Da total falta de vergonha na cara e da necessidade de um aggiornamentto
Na homilia de ontem, que tratou, entre outras coisas, das vocações sacerdotais e da renovação dos votos de celibato, Bento XVI afirmou que os cristãos deveriam ser pessoas que lutam e se insurgem contra injustiças. Para além disso, afirmou que «Hoje, é importante que os cristãos se submetam à lei, que é a fundação da Justiça». Um observador mais incauto pensaria que, aproveitando esta época de renovação e renascimento, o Papa se iria em seguida referir ao encobrimento pela hierarquia da Igreja dos crimes de pedofila cometidos por membros da ICAR e exigir que todos os implicados respondam pelos seus crimes. Ou, pelo menos, insurgir-se, ao vivo e a cores, contra as injustiças que durante décadas a sua igreja cometeu contra os muitos milhares de vítimas de abusos sexuais por vocações sacerdotais nada fiéis aos seus votos e apelar à luta pela reparação dessas injustiças.
Estas reacções imbecis da hierarquia da Igreja, que parece não perceber que a sua autoridade «moral» está seriamente abalada, estão a levar à debandada dos crentes, desiludidos com a sua Igreja embora muitos deles não com a religião. O problema é para onde vão esses muitos crentes desiludidos e isso explica que, como refere o Times de hoje, «Mesmo entre os ateus mais famosos do mundo, a crise de fé entre os cristãos [católicos] na Europa, foi recebida com preocupação».

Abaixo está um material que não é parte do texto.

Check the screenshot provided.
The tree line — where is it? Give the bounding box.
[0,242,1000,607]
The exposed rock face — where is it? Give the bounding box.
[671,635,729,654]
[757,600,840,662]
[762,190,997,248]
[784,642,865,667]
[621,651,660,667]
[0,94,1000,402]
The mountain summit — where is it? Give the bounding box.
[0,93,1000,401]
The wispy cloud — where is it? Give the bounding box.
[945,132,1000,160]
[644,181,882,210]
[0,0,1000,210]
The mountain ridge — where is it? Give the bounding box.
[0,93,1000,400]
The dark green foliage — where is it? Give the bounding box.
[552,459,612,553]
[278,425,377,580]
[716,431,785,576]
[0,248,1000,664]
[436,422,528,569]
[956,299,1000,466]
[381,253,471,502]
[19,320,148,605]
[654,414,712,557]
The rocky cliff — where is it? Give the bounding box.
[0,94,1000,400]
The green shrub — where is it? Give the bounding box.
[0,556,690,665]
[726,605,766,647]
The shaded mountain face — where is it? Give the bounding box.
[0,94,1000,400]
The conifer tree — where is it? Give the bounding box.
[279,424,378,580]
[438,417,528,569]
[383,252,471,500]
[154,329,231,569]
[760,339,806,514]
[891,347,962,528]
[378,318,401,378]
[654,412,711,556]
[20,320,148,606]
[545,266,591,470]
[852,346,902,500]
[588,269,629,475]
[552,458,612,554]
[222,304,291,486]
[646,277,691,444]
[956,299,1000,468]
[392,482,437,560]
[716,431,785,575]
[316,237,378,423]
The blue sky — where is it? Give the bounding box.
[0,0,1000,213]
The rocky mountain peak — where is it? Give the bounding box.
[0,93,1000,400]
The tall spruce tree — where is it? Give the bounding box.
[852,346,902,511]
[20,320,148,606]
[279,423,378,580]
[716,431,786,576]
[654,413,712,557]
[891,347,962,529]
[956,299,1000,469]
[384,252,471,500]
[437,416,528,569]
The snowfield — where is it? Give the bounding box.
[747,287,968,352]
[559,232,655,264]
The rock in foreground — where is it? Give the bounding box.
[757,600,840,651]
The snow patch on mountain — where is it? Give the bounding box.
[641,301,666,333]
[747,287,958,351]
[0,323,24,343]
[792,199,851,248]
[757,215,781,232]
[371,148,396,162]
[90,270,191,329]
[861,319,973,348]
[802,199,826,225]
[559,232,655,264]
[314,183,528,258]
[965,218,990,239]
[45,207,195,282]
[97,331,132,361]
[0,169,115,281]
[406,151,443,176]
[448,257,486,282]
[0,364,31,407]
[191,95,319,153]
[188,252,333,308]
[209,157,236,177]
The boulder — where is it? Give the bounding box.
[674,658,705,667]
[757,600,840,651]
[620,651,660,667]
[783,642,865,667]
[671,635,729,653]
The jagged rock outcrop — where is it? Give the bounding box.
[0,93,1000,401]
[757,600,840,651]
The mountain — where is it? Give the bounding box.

Este artigo deveria ser lido pelos inflamados que por norma nos invadem as caixas de comentários sempre que se critica a ICAR, para ver se percebem de uma vez por todas que o que está em causa nesta história, do encobrimento dos crimes de pedofilia volto a dizer, é a impunidade de que goza a Igreja. A maioria dos ateus, - como está subjacente ao artigo de Ferreira Fernandes «Abriu a caça aos padres», não está a atacar a Igreja mas sim o seu estatuto fora da lei - e a mostrar o que deveria ser óbvio: a hipocrisia moralista de quem se acha qualificado para determinar como vivem todos os outros ditando as leis dos países em que o catolicismo tem poder político. Em particular, porque traduz o que sinto, reproduzo a reacção de Richard Dawkins:
«Não há cristãos, tanto quanto sei, explodindo edifícios. Não tenho conhecimento de quaisquer suicidas cristãos. Não tenho conhecimento de qualquer denominação cristã importante que acredite que a pena para a apostasia é a morte. Tenho sentimentos mistos sobre o declínio do cristianismo, na medida em que o cristianismo pode ser um baluarte contra algo pior».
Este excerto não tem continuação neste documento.